In alternative, other ways of targeting IL-7R-expressing T-ALL cells may rely on the administration of chimeric antigen receptors (CAR T-cells) against IL-7Rα or the use of anti- IL-7Rα antibodies (Cramer et al., 2016). While there are no reports as yet on the former, the latter strategy has led already to promising results. It has been very recently shown that high IL-7Rα expression directly correlated with central nervous system involvement in B-ALL patients. The authors then used a commercially available monoclonal anti-IL7Rα antibody to abrogate leukemia development in xenografted mice, which outperformed ruxolitinib (Alsadeq et al., 2018). In another study, glucocorticoid resistance in T-ALL was tackled by using a murine anti-IL-7Rα antibody conjugated to a cytotoxic agent. Although this antibody is clinically inconsequential, results highlight the potential of targeting IL-7R using monoclonal antibodies (Yasunaga et al., 2017). Following similar lines, we have generated a fully human antibody against IL-7Rα using phage display with the ability to inhibit IL-7/IL-7R-dependent signaling and anti-tumor potential against IL-7R-expressing T-ALL cells both in vitro and in vivo (Akkapeddi et al., unpublished data).

The not so bad… IL-7 and IL-7R as tumor suppressors?
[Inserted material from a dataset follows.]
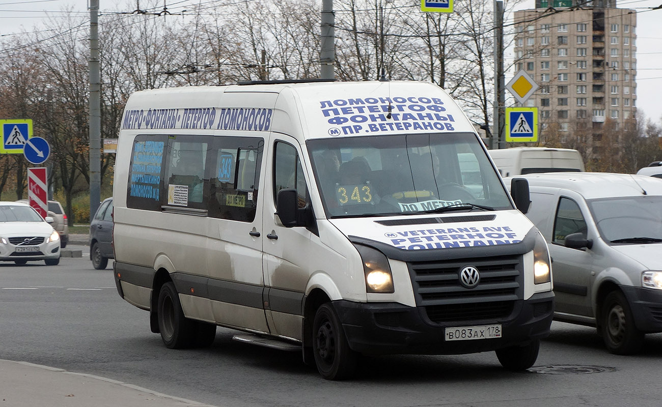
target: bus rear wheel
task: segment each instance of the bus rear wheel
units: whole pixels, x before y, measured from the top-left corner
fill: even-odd
[[[158,304],[159,330],[164,343],[169,349],[189,347],[192,334],[196,332],[195,324],[184,316],[179,296],[172,282],[161,287]]]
The studies we highlighted above indicate that over-activation of the IL-7/IL-7R signaling axis can contribute to leukemia/lymphoma establishment and progression; however, there is also some evidence pointing out to the contrary. For example, restraining IL-7R-mediated signaling can accelerate T-cell lymphomagenesis in the context of p53 deficiency (Kibe et al., 2012), due to the ability of the IL-7/IL-7Rα axis to maintain telomere integrity via POT1 expression during T-cell development. Il7r −/− p53 −/− mice displayed a marked reduction of apoptosis in T-cell precursors and increased thymic lymphomagenesis, with telomere erosions and exacerbated chromosomal abnormalities, including chromosome duplications, breaks, and translocations. IL-7/IL-7Rα signaling withdrawal led to telomere erosion and activation of the p53 pathway (Kibe et al., 2012). Obviously, in the absence of p53 this did not drive apoptosis and thus likely potentiated the formation of T-cell tumors via genomic instability. Another example of potential (although not formally tested) anti-tumor effects of IL-7-mediated signaling come from the demonstration that IL-7R-mediated signaling in pre-B cells serves as a safeguard against premature activation of AID, preventing concomitant activation of AID and RAGs - which in turn are required for B-ALL development (Swaminathan et al., 2015). This feature may, however, be counterbalanced by the fact that IL-7 contributes to the survival and proliferation of B-cell precursors (Corfe and Paige, 2012), which may also justify why IL7R mutations have been identified in high-risk B-ALL cases (Roberts et al., 2012, 2014), and the IL-7/IL-7R signaling axis has been shown to contribute to the proliferation and/or survival of B-ALL cells, to steroid resistance and poor outcome in B-ALL (Brown et al., 2003; Li et al., 2016; Morishita et al., 2012; Mullighan, 2013; Roberts and Mullighan, 2015; Touw et al., 1990; van der Plas et al., 1996), and, as mentioned above, to associate with central nervous system infiltration and relapse (Alsadeq et al., 2018).

Conflicts of interest

The authors have no conflict of interest to declare. Funding agencies, mentioned in the Acknowledgements section, did not have any influence on the planning, execution or writing of the manuscript.